41 Stories
“ ‘Now, what do you think of that?’ he says laughing—‘a letter like that to ME!’
“Me and Andy sees at a glance what it is; but we pretend to read it through. It was one of them old-time typewritten green goods letters explaining how for $1,000 you could get $5,000 in bills that an expert couldn’t tell from the genuine; and going on to tell how they were made from plates stolen by an employee of the Treasury at Washington.
“ ‘Think of ’em sending a letter like that to ME!’ says Murkison again.
“ ‘Lots of good men get ’em,’ says Andy. ‘If you don’t answer the first letter they let you drop. If you answer it they write again asking you to come on with your money and do business.’
“ ‘But think of ’em writing to ME!’ says Murkison.

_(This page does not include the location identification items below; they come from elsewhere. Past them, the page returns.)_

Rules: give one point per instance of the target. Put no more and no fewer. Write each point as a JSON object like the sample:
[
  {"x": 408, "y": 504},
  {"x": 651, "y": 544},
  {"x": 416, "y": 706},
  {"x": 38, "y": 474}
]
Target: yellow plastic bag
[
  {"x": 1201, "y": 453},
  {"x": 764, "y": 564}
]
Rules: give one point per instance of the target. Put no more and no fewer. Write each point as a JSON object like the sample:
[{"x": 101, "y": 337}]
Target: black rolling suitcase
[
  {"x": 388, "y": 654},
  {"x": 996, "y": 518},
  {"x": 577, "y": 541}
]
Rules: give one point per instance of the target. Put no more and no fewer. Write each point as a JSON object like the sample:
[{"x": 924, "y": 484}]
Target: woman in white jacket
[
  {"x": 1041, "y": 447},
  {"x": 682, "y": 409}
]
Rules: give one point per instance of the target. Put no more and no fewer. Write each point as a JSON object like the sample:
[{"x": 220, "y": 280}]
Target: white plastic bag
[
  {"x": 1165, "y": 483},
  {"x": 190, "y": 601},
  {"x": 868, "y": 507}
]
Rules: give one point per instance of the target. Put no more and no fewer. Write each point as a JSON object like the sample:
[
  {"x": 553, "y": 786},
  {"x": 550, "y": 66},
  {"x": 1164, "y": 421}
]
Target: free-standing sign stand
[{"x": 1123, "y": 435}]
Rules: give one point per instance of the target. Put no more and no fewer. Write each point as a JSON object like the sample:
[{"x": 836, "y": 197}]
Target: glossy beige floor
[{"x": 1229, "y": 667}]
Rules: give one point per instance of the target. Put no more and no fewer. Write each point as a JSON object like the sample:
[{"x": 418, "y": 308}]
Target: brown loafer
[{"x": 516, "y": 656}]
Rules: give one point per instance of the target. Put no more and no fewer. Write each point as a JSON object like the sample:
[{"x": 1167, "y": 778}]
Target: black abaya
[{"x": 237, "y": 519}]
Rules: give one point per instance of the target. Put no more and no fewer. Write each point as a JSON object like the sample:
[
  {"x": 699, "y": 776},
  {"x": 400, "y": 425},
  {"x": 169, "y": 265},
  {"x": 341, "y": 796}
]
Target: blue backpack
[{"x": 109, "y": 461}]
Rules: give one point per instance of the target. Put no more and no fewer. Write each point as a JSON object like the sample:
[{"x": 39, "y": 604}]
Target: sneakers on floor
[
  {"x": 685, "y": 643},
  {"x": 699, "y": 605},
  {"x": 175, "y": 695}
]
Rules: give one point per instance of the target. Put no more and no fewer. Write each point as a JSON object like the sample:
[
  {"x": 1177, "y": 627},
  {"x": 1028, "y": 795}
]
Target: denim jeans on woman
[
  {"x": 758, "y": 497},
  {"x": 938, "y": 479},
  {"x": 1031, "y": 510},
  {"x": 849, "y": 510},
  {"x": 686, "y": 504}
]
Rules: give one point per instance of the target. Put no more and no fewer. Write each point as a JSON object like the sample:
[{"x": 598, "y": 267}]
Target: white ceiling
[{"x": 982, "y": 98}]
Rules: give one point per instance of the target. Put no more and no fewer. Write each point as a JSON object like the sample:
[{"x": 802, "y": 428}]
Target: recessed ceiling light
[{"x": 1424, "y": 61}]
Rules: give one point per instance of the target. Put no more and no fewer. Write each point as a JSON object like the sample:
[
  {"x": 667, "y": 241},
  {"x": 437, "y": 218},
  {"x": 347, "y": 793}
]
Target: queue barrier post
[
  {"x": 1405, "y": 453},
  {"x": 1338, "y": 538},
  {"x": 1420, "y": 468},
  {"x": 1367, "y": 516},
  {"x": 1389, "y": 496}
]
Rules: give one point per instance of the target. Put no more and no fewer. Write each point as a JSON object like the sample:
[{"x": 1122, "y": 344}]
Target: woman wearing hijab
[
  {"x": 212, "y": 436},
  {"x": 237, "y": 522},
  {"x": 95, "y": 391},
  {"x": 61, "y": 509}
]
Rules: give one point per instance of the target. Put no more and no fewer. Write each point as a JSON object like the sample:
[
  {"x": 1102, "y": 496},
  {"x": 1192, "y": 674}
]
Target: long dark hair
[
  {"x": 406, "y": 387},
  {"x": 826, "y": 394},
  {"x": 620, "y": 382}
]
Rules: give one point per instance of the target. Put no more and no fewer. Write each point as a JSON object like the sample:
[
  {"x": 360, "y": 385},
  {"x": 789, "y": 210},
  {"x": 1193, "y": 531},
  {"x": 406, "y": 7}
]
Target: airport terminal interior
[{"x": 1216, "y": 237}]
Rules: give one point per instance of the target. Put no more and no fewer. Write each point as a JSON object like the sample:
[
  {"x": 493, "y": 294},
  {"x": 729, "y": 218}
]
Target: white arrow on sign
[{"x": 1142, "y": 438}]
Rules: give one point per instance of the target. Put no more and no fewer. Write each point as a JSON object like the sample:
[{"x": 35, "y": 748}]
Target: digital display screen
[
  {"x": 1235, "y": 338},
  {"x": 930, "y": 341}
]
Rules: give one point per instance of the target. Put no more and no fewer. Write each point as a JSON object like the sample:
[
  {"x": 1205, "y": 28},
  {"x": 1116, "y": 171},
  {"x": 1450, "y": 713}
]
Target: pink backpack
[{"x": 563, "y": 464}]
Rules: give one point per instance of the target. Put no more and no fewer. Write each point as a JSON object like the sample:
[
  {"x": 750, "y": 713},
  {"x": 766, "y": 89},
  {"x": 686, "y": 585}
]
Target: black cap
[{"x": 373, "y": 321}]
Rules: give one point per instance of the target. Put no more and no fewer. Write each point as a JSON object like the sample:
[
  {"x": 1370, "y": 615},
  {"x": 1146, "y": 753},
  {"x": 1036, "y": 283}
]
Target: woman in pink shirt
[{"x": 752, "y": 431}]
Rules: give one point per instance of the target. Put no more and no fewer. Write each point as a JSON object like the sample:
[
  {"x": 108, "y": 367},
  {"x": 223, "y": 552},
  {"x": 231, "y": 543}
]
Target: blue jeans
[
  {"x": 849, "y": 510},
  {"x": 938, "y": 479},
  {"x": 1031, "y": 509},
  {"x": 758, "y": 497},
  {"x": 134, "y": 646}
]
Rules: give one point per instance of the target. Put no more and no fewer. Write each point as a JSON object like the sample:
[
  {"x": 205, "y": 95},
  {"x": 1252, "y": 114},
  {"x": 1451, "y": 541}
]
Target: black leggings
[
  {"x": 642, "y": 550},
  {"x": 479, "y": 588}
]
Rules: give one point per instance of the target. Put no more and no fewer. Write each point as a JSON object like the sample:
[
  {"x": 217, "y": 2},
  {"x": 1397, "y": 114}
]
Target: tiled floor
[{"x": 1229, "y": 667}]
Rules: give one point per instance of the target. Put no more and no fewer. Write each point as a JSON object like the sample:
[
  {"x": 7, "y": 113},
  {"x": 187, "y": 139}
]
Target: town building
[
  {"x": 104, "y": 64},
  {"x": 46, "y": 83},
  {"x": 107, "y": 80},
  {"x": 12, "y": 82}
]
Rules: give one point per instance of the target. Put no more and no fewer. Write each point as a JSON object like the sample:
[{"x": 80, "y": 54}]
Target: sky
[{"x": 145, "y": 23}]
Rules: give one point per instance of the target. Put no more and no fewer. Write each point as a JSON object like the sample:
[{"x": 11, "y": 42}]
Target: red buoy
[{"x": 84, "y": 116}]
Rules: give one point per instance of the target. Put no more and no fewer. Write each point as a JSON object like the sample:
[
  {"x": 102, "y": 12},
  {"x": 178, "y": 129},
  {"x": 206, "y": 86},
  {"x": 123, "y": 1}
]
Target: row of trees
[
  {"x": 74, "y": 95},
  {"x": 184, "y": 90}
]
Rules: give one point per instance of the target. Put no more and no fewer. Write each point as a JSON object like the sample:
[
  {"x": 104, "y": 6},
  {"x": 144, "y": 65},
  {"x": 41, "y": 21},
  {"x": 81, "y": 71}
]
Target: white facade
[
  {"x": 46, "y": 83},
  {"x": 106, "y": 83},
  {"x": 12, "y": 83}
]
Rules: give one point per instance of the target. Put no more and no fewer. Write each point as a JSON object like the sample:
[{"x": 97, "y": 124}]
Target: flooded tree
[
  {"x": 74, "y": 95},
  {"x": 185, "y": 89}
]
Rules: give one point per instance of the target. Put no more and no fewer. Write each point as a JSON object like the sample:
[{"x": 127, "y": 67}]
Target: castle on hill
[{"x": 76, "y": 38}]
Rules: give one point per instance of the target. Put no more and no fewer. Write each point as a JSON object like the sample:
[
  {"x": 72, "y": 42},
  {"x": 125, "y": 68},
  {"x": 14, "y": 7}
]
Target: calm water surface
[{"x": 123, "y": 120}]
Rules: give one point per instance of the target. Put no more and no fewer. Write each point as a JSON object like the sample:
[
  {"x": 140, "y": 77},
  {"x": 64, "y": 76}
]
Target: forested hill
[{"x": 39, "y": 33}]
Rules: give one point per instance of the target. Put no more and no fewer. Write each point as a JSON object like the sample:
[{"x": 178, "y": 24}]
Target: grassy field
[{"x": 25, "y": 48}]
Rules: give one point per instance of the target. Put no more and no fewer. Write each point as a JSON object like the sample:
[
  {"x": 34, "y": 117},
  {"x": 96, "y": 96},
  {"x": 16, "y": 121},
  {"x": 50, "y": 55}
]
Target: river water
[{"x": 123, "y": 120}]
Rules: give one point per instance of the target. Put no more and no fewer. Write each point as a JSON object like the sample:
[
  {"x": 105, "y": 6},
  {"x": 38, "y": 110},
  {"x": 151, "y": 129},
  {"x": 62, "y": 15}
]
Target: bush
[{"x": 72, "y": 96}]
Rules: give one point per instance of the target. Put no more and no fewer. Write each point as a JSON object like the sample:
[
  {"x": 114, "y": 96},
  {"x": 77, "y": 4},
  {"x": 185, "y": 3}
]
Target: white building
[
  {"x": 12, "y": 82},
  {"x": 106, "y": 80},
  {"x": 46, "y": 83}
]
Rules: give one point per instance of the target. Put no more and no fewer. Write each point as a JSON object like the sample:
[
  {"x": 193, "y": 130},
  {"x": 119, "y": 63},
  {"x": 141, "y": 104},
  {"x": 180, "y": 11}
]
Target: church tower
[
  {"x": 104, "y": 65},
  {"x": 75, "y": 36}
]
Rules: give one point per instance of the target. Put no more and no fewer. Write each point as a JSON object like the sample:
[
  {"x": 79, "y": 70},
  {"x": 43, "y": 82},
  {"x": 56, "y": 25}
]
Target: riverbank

“A few days later he drops around again.
“ ‘Boys,’ says he, ‘I know you are all right or I wouldn’t confide in you. I wrote to them rascals again just for fun. They answered and told me to come on to Chicago. They said telegraph to J. Smith when I would start. When I get there I’m to wait on a certain street corner till a man in a gray suit comes along and drops a newspaper in front of me. Then I am to ask how the water is, and he knows it’s me and I know it’s him.’
“ ‘Ah, yes,’ says Andy, gaping, ‘it’s the same old game. I’ve often read about it in the papers. Then he conducts you to the private abattoir in the hotel, where Mr. Jones is already waiting. They show you brand-new real money and sell you all you want at five to one. You see ’em put it in a satchel for you and know it’s there. Of course it’s brown paper when you come to look at it afterward.’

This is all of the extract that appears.